– О том, что фильм то ли американский, то ли нет, – сказала Лена.
«Внимательная!» – подумал Дирк.
– Именно! – сказал он. – В общем, Якобсен объяснил, что фильм со всех сторон европейский, а американский он так, из финансово-технических соображений. Якобсен страшный человек. В самом лучшем смысле страшный! – Дирк засмеялся. – Есть такая старинная пословица – цыган обманет румына, еврей обманет цыгана, а где грек прошел, еврею делать нечего. Так вот, доложу я вам, дорогая Лена, когда идет господин Якобсен – греки разбегаются. Просто выжженная земля. Обштопает всех.

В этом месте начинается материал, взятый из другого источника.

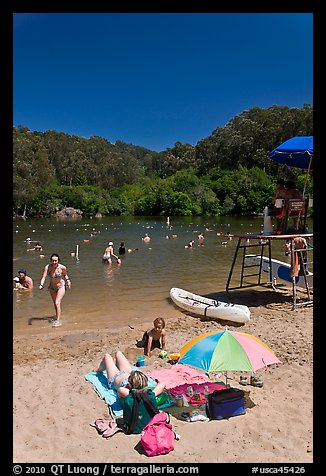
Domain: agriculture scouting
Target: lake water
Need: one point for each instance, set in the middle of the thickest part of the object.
(104, 295)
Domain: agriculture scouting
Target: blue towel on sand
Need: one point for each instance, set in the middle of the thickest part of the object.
(100, 383)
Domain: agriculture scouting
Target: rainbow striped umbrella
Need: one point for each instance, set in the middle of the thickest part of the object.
(227, 350)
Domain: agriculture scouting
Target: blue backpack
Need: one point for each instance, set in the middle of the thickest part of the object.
(139, 407)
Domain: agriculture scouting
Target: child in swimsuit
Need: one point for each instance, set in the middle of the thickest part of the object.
(154, 337)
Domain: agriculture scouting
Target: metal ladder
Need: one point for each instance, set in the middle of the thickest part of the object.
(244, 266)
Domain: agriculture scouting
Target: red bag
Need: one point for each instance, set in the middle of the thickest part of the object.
(158, 436)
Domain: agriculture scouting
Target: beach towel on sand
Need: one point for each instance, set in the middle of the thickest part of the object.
(178, 375)
(100, 384)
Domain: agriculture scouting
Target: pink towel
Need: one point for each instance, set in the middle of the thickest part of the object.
(177, 375)
(197, 387)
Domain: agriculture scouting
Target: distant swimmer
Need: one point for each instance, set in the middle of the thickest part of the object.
(59, 279)
(37, 247)
(146, 238)
(108, 253)
(122, 249)
(24, 281)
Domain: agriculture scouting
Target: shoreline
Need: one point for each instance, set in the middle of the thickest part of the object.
(53, 412)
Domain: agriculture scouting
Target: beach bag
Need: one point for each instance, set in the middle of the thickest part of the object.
(225, 403)
(157, 438)
(138, 409)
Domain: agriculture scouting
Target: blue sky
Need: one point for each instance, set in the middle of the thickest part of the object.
(152, 79)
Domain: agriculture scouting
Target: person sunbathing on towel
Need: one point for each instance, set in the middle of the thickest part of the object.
(122, 378)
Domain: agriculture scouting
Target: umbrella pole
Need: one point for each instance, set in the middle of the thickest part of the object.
(307, 174)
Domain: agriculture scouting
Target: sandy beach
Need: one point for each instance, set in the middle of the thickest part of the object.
(54, 405)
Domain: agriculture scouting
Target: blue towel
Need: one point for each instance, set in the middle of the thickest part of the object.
(100, 383)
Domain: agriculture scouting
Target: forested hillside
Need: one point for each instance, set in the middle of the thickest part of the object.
(226, 173)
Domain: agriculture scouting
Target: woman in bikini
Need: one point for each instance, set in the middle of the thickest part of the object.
(59, 278)
(122, 377)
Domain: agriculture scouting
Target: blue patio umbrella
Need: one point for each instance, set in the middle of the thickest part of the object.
(295, 152)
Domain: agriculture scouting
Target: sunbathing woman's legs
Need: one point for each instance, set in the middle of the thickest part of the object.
(122, 367)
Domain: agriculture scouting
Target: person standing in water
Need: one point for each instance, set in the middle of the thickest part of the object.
(59, 278)
(122, 249)
(108, 253)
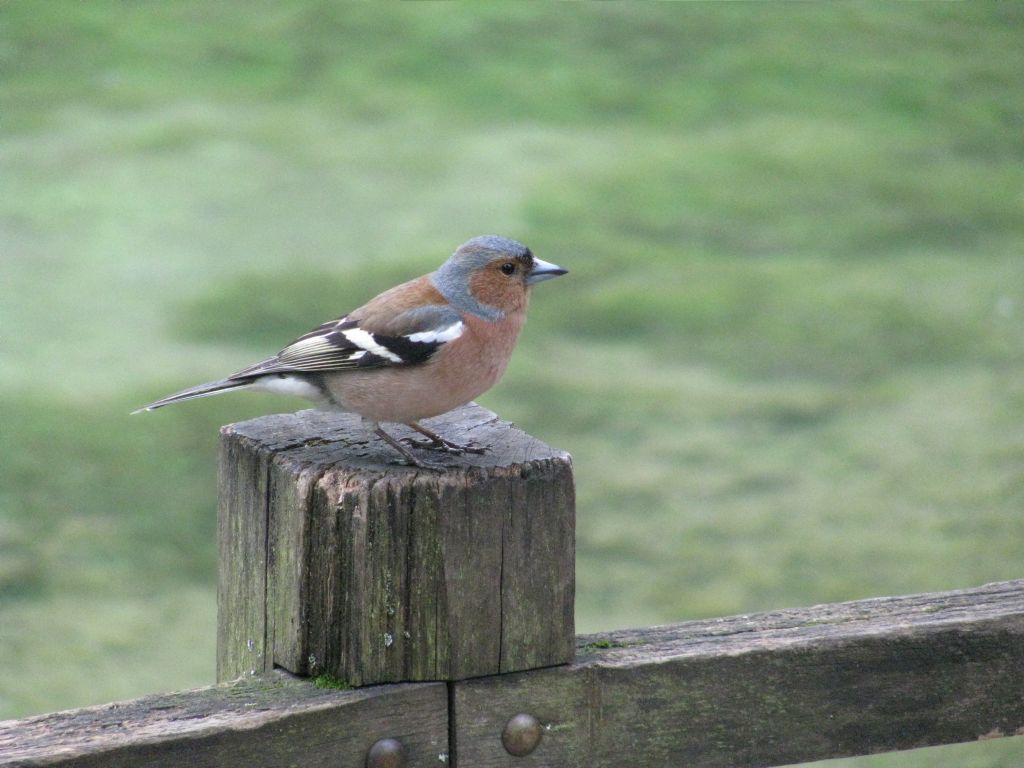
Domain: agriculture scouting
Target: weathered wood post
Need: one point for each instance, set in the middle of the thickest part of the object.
(336, 560)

– Все это очень интересно, – сказала Лена тоном не то чтобы заученным, но скорее вежливым, чем по-настоящему заинтересованным.
– И вот вам моя жизнь, – продолжал Дирк. – Сначала неплохой театральный актер, потом такой блестящий, потрясающий кинодебют, следом несколько более или менее хороших ролей в кино и театре, а затем пенсия и маленькая социальная квартирка в приличном, но очень скромном районе. Я ведь немец, и мне стыдно возвращаться домой. Особенно в родной город, во Фрайбург. Правда, позже я немного играл в Берлине, ну, неважно. В Германии люди долго живут. Не знаю, почему так получилось, но немцы страшно живучие твари. Смотришь, бывало, кинохронику, ну или телевизор, обязательно ресторанчик, пивная и обязательно сидит этакая живая мумия лет девяноста восьми в компании эдаких молоденьких зомби, лет по восемьдесят девять, и все пьют пиво и дымят сигаретками. Вы знаете, ужасный народ эти немцы!

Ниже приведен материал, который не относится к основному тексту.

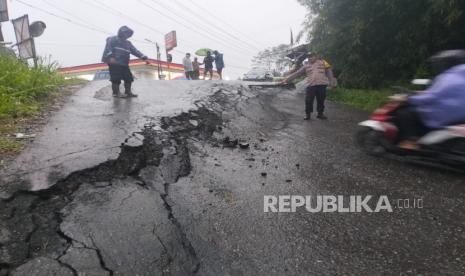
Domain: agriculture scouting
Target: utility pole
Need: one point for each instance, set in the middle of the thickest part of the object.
(1, 34)
(159, 69)
(3, 17)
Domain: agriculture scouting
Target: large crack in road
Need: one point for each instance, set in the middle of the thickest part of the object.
(97, 220)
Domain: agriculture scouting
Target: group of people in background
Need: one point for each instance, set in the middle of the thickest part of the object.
(192, 68)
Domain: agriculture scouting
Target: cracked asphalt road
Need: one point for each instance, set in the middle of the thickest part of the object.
(172, 200)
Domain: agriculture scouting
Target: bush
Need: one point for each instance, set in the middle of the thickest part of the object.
(364, 99)
(23, 90)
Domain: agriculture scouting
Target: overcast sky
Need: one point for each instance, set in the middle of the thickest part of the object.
(238, 28)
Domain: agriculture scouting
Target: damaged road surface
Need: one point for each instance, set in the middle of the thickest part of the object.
(173, 183)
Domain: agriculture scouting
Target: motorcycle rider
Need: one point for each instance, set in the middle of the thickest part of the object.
(116, 54)
(442, 104)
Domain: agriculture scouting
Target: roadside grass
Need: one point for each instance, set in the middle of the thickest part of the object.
(364, 99)
(24, 93)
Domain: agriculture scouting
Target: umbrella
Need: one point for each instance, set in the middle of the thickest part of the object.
(203, 52)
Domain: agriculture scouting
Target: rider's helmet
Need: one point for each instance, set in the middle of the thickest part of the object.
(444, 60)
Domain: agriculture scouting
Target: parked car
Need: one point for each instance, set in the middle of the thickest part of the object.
(258, 74)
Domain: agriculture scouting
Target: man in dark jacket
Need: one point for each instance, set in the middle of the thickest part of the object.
(208, 61)
(219, 62)
(117, 52)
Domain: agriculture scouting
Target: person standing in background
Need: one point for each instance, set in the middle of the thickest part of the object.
(219, 62)
(208, 62)
(188, 69)
(196, 67)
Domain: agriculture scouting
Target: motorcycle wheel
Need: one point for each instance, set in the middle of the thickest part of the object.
(370, 141)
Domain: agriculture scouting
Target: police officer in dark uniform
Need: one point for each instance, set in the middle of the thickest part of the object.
(117, 53)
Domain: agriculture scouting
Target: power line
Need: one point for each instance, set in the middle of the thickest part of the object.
(63, 18)
(212, 24)
(231, 26)
(82, 21)
(188, 26)
(220, 34)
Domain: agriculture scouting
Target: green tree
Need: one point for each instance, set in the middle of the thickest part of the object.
(372, 43)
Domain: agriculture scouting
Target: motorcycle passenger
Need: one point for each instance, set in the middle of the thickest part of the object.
(440, 105)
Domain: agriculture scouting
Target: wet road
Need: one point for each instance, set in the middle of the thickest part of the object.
(180, 203)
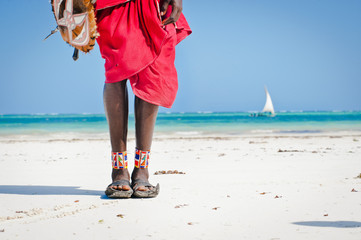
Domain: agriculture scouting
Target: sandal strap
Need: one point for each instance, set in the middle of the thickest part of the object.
(120, 183)
(142, 183)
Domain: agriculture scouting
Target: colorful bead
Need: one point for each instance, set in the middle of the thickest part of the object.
(141, 158)
(119, 160)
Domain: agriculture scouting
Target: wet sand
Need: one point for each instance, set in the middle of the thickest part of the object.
(289, 186)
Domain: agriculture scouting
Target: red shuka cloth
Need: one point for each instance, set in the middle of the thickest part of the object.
(136, 46)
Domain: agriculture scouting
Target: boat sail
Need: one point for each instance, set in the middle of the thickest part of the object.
(268, 107)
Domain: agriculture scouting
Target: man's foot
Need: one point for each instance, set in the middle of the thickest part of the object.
(120, 187)
(117, 175)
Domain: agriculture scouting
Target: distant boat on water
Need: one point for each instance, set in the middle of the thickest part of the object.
(268, 109)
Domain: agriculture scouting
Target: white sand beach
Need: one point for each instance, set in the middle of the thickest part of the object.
(290, 186)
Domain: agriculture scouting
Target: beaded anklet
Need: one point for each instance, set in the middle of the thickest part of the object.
(141, 158)
(119, 160)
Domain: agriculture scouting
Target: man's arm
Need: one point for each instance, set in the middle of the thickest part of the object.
(177, 7)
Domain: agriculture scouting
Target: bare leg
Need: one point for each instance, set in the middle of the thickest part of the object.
(116, 109)
(145, 117)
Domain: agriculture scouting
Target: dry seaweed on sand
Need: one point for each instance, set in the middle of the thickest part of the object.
(162, 172)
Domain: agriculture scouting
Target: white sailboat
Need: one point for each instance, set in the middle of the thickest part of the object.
(268, 109)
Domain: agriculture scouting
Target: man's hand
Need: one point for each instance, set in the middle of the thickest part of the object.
(177, 7)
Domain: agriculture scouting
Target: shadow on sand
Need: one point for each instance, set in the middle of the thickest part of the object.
(335, 224)
(47, 190)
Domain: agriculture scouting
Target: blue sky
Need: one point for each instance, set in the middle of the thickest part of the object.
(308, 53)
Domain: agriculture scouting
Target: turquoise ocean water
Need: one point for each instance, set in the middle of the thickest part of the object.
(232, 122)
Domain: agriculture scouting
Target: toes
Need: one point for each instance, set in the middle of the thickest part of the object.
(144, 189)
(124, 187)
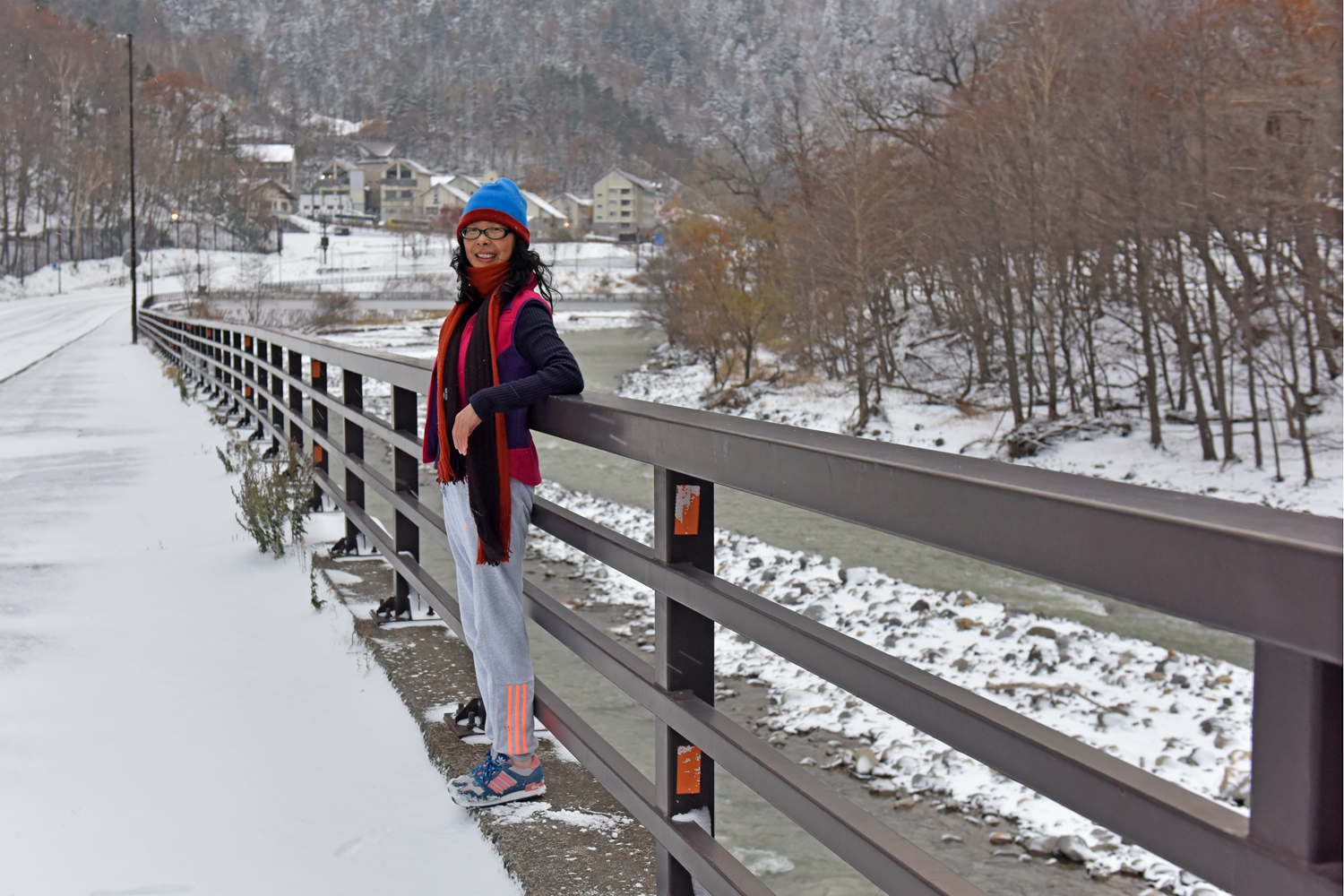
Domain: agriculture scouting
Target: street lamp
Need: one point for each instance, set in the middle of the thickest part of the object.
(131, 96)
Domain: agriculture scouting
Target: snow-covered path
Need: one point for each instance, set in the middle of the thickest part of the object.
(175, 718)
(34, 327)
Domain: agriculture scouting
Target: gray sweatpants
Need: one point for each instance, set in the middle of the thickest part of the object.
(491, 600)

– Знаем, знаем, – сказала Лена. – У меня один прадедушка под Москвой погиб, а другой в Маутхаузене.
– Хотите, чтобы я перед вами персонально покаялся? – осведомился Дирк. – Извольте. На колени встать или как?

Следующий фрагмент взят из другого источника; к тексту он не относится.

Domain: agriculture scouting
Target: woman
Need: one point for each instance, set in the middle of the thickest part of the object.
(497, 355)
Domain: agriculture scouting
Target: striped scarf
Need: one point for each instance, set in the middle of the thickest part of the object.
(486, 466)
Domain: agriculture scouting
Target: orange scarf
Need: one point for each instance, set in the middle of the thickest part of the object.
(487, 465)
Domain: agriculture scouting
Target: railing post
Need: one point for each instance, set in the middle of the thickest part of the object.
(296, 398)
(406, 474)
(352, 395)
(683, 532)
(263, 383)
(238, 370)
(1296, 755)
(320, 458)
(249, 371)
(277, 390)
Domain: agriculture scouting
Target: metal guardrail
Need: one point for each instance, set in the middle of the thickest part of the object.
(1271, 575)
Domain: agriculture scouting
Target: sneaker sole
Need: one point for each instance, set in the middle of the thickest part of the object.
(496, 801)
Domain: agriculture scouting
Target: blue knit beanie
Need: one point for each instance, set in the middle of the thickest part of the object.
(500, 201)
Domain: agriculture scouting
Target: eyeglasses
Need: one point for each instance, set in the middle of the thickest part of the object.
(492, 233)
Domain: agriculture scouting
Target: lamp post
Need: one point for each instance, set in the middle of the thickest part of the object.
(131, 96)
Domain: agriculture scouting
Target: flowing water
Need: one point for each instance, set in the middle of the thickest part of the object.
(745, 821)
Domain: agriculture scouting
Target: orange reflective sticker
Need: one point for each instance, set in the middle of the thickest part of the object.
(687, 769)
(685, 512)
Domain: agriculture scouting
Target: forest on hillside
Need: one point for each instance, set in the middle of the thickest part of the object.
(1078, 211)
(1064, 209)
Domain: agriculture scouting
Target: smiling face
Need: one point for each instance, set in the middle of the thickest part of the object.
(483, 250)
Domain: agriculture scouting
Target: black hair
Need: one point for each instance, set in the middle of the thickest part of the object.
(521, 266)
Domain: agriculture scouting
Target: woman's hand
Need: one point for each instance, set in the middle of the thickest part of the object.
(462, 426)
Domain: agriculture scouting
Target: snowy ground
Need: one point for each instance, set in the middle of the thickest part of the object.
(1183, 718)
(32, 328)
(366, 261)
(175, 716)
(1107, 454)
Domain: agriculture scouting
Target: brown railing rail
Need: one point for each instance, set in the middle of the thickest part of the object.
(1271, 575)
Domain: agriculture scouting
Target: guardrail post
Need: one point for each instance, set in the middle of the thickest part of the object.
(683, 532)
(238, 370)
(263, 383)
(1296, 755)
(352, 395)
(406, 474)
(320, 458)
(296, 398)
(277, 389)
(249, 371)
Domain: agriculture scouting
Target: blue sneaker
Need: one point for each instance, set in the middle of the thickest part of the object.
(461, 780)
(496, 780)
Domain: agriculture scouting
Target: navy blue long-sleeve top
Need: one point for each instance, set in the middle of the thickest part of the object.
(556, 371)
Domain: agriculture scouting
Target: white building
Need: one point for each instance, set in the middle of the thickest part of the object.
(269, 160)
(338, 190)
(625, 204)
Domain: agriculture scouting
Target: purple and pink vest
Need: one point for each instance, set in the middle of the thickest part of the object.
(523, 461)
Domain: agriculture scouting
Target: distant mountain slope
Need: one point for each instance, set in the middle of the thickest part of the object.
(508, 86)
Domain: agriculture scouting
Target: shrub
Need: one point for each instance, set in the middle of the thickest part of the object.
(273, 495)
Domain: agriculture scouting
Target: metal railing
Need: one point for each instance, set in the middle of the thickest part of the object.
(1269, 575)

– Что вы такое говорите! – Лена развела руками. – Все давно прошло, все давно забыто, все давно искуплено. Тем более вам-то сколько в войну было?
– Шесть, – сказал Дирк. – В середине. А в конце, соответственно, девять. А начала я не помню.
– А я вообще про войну только по рассказам, – сказала Лена. – И по книжкам.
– Хорошо, – вздохнул Дирк. – Ценю ваше великодушие. Великодушие победителей, ха-ха. Так вот, дорогая Лена, эти проклятые, живучие немцы, я имею в виду конкретных актеров и режиссеров нашего штадттеатра, да и не только его, многие, Лена, многие мои коллеги прекрасно меня помнят. Когда во Фрайбург приехал Россиньоли смотреть меня на сцене, а потом увозить меня с собой, это был шум-тарарам и всеобщее потрясение. Скандал! Все всплескивали руками и мне ужасно завидовали. Говорили прямо и откровенно: «Как я тебе завидую, Дирк! За что тебе такое счастье привалило?» А я нет бы сказать: «Фортуна, везение, сам не знаю за что, постараюсь быть достойным своей удачи», а я вместо этого отвечал, задравши нос: «А потому что играл хорошо, роли учил, репетировать не ленился». Обижал то есть своих коллег. Вы, мол, бездарные лентяи. Вот вас и не взял Анджело Россиньоли на главную роль. Глупости говорил. И они все живы, Лена.
– Ну и что? – сказала она. – Да они все забыли всё давным-давно! Сколько же лет прошло.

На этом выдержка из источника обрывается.